The Child Youth Family Services Act (CYFSA) is an Ontario law that governs certain programs and services for children, youth, and families. The CYFSA is divided into parts and Part X sets the rules that service providers must follow to protect your privacy and controls who is able to access your personal information. This law came into effect on Jan 1, 2020.
Why is Part X important?
Prior to the enactment of Part X, the law regarding your personal information and privacy rights when you received services from organizations under the CYFSA was unclear.
Part X creates new rules that service providers must follow to protect your privacy.
What information does Part X apply to?
Part X applies to “personal information” collected to provide a service to a child or youth.
Personal information means “recorded information about an identifiable individual.” It does not apply to records that contain no personal information.
Information is about an “identifiable individual” if:
- it is about the individual in a personal capacity, and
- the individual can be identified from the information (either alone or by combining it with other information)
This includes information you may give a service provider verbally. It also doesn’t matter when the record was created; even if your information was recorded many years ago, you have a right to access your record and they must protect it against privacy breaches.
What does “collected for” or “relating to” the provision of a service mean?
For Part X to apply, the personal information must be “collected for or related to the provision of a service” that is provided or funded under the CYFSA and includes services related to:
- child protection / Children’s Aid Societies
- residential care
- community support and prevention
- physical or mental disabilities
- mental health
- services or programs under the Youth Criminal Justice Act or Provincial Offences Act
What are my Rights under Part X?
- The right to request access and correction to your records of personal information,
- More control over how your personal information is shared among service providers, with the ability for you to provide consent based on capacity, not age,
- The right to a complaints process and an independent review mechanism related to the collection, use and sharing of personal information, and
- More transparency in how your personal information is handled by service providers.
What are the consent requirements?
If your personal information is collected to provide a service, it can only be used for that purpose or for one of the additional purposes set out in Part X or with your consent. Any other use of the information is not allowed.
When your personal information is being shared (“disclosed”), your consent is needed unless Part X permits the disclosure without your consent. Your consent must be written or verbal, but verbal consent is only valid if a written record is made.
When can information be shared without my consent?
There are some situations where your information can be shared without your consent. For example: there is a reasonable suspicion that you or another child may be in need of protection; risk of serious harm to a person or group; or under an investigation by the police.
Can I access my records?
Yes, you have a right to access your information at any age. There are some exceptions.
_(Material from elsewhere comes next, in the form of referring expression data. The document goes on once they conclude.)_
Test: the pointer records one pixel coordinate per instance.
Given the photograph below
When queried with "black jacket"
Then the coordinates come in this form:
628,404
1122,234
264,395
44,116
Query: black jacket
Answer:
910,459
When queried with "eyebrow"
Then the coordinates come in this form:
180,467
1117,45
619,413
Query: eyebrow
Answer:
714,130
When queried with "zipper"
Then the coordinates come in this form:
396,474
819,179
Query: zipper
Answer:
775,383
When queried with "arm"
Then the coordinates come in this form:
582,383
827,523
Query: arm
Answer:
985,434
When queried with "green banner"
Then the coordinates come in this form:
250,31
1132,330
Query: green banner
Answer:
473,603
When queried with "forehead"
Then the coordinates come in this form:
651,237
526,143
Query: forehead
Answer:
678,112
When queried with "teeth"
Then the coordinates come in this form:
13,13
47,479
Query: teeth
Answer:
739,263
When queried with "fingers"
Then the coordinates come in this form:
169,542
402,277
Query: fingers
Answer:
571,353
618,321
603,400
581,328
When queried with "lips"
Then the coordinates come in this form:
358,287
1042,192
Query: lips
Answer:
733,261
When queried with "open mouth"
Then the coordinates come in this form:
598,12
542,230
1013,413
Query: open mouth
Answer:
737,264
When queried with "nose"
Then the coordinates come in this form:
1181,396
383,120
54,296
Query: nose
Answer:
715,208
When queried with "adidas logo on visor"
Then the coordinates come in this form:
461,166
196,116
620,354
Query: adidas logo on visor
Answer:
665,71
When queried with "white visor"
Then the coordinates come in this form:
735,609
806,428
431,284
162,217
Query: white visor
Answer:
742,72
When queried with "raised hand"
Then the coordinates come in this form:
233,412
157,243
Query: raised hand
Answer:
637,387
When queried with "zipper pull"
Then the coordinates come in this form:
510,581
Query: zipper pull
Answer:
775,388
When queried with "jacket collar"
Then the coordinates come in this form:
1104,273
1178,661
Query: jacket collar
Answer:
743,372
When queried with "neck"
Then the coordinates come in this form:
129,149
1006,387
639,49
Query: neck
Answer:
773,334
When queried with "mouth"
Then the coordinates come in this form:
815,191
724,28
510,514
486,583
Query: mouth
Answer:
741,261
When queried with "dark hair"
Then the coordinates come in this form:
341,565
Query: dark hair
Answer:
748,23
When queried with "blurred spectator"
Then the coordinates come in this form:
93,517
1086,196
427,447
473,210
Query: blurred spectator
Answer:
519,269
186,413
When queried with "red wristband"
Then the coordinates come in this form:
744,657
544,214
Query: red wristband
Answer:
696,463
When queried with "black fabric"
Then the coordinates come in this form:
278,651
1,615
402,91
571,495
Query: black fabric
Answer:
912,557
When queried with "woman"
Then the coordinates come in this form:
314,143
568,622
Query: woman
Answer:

You have a right to all information in the service provider’s custody or control, regardless of where the information came from. The right of includes records that were not created by that service provider but was provided to them.
Service providers must respond to your access request within 30 calendar days and they are not allowed to charge fees.
What are the exceptions to my right of access?
Some exceptions include a legal privilege restricting your access; another law or a court order that prohibits it being shared with you; or the information was collected or created primarily in anticipation of or for use in a legal proceeding which has not ended.
You also do not have a right to access if giving you access could reasonably be expected to:
- result in a risk of serious harm to any individual,
- lead to the identification of an individual who was required by law to provide information in the record to the service provider, or
- lead to the identification of an individual who provided the information either explicitly or implicitly in confidence – if the service provider considers it appropriate to keep their identity confidential.
If there is some information in the record that can be shared, then they must do so. Either in part or with some parts covered up.
What if there are mistakes in my records?
You have the right to ask for corrections. Service providers must respond to your request for changes within 30 calendar days and are not permitted to charge fees.
What can I do if my records have been shared without my consent?
You can file a complaint, in writing, to the independent Office of the Information and Privacy Commissioner (IPC). The IPC provides oversight of Ontario’s access and privacy laws.
Any person may file a complaint with the IPC about another person who has or is about to contravene Part X. This could include complaints about:
- refusal of an access or correction request, or failure to respond,
- privacy breaches, or
- failure to comply with any Part X requirement.
In response to complaints, or on its own initiative, the IPC may choose to conduct a review of any matter involving a possible rights violation under Part X. Where possible, the IPC promotes informal and early resolution of complaints, and often does this through mediation.
Is there a deadline to file complaints?
Yes, complaints about access and correction decisions must be filed within six months after the service provider refused the request (or failed to respond).
All other complaints must be filed within one year after the subject of the complaint first came or should have come to the complainant’s attention.